IMO, we should either make things completely dynamic, which means that Spoofax projects should be regular Eclipse projects and not Eclipse plug-in projects (no plugin.xml or MANIFEST.MF), or they should be completely non-dynamic and be regular Eclipse plug-ins. I would actually argue for the later. Even though developing and testing in a single Eclipse instance is a great feature of Spoofax, it prevents us from properly integrating with Eclipse. Adding new user-interface features (think menus, code coloring schemes, formatters, etc) is either not possible or requires very ugly hacking. To me, Eclipse is simple not meant for this and we should either drop the dynamic feature or look for a more suitable IDE.


On 3 October 2014 at 11:31 Gabriël Konat commented:

We shouldn’t force a dynamic-only, static-only, or eclipse-only solution. A Spoofax language project should be a regular Java project, a separate plugin project can then lift the language into a plugin so that we can use it in Eclipse. That needs to be done anyway if we want to use Spoofax languages on different platforms such as NetBeans.

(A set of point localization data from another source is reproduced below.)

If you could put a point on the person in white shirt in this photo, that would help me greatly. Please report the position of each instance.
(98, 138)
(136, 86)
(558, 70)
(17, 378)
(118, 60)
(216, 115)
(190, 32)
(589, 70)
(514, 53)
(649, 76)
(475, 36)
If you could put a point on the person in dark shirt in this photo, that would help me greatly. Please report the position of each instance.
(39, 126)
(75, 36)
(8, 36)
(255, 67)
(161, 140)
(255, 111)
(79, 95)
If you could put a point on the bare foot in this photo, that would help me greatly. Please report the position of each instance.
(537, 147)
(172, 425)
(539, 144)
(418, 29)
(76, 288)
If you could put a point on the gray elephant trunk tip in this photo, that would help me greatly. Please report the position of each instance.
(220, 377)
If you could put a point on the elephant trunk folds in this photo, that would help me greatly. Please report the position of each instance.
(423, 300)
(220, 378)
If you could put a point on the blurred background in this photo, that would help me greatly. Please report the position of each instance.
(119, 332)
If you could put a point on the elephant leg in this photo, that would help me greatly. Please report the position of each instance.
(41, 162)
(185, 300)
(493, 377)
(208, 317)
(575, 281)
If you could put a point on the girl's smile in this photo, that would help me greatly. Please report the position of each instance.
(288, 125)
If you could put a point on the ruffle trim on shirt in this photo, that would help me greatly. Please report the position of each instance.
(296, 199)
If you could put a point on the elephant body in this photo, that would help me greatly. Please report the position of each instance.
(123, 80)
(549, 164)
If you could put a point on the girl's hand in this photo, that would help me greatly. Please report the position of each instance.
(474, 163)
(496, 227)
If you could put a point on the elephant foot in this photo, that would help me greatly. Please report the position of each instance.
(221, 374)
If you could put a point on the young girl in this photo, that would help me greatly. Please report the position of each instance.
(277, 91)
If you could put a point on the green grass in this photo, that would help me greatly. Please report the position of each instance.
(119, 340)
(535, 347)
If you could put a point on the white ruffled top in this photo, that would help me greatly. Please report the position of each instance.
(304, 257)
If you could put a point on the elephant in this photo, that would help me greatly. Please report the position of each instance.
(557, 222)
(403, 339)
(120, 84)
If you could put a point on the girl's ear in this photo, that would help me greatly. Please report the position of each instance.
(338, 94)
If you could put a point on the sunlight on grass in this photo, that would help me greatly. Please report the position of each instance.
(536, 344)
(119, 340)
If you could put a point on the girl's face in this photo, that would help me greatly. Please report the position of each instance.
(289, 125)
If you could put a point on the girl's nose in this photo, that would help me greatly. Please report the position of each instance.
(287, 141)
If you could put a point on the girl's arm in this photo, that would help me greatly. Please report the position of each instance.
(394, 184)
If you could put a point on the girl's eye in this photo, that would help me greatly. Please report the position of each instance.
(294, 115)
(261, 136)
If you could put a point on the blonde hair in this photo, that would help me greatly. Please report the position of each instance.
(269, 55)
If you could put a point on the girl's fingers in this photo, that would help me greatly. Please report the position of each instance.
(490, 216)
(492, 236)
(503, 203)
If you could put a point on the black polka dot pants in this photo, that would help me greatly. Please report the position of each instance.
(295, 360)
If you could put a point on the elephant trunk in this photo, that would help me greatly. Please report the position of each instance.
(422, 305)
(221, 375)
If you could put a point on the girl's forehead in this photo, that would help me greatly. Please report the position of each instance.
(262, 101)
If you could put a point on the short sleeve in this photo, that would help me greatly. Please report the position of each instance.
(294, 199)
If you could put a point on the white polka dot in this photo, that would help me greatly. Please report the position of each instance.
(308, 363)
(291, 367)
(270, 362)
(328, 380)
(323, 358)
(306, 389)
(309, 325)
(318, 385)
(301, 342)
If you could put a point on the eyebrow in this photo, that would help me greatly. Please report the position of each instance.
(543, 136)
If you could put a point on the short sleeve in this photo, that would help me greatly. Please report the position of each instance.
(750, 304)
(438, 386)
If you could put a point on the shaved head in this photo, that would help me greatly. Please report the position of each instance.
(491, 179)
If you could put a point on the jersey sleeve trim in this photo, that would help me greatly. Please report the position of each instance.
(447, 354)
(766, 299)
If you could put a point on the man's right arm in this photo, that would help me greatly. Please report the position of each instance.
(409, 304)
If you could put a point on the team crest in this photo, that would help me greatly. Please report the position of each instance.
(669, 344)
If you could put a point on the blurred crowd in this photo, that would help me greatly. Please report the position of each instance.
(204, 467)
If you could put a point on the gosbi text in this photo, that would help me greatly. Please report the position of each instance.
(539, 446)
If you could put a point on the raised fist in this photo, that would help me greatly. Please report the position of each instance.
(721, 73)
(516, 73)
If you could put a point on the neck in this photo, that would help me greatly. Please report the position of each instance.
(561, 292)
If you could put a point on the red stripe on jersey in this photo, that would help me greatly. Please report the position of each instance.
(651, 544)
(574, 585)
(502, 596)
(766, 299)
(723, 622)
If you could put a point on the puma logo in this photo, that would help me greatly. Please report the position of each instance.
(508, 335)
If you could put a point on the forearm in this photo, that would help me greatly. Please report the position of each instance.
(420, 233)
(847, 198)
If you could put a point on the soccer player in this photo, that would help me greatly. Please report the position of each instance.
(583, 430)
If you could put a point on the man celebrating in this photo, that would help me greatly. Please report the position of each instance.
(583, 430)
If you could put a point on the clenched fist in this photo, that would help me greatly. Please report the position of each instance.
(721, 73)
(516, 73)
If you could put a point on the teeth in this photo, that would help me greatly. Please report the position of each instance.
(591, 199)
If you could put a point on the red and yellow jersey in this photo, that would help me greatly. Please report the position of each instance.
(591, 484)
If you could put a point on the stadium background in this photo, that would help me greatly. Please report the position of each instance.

Executing Java code from Stratego code is a separate issue. It is possible but it is tricky to set up, especially if you have third-party dependencies. The third-party dependencies have to be available during compilation of Stratego generated Java files and primitive Java strategies, on the classpath when running the Stratego code, and shipped with the Eclipse plugin so that Eclipse loads them when deploying the plugin.
I think the real issue here is the configuration, which is spread over several files of different systems (ESV, Eclipse META-INF, Ant scripts), making it complex to set up and maintain. A more unified configuration, and more modular code that handles the loading, will solve the problems you talk about.

Not being able to add (or having to hack-in) new user-interface features is another separate problem, which is caused by Spoofax’s crappy architecture where everything is lazily instantiated and destroyed, without any control. The only requirement that dynamic loading enforces on editor services, is that editor services need to be reloadable, because the language can change dynamically. This is solvable by a more reactive/event-driven architecture.

Anyway, this is going quite off topic, we should probably discuss this somewhere else :)


On 4 November 2014 at 15:25 Gabriël Konat tagged 1.3

On 4 November 2014 at 15:25 Gabriël Konat closed this issue.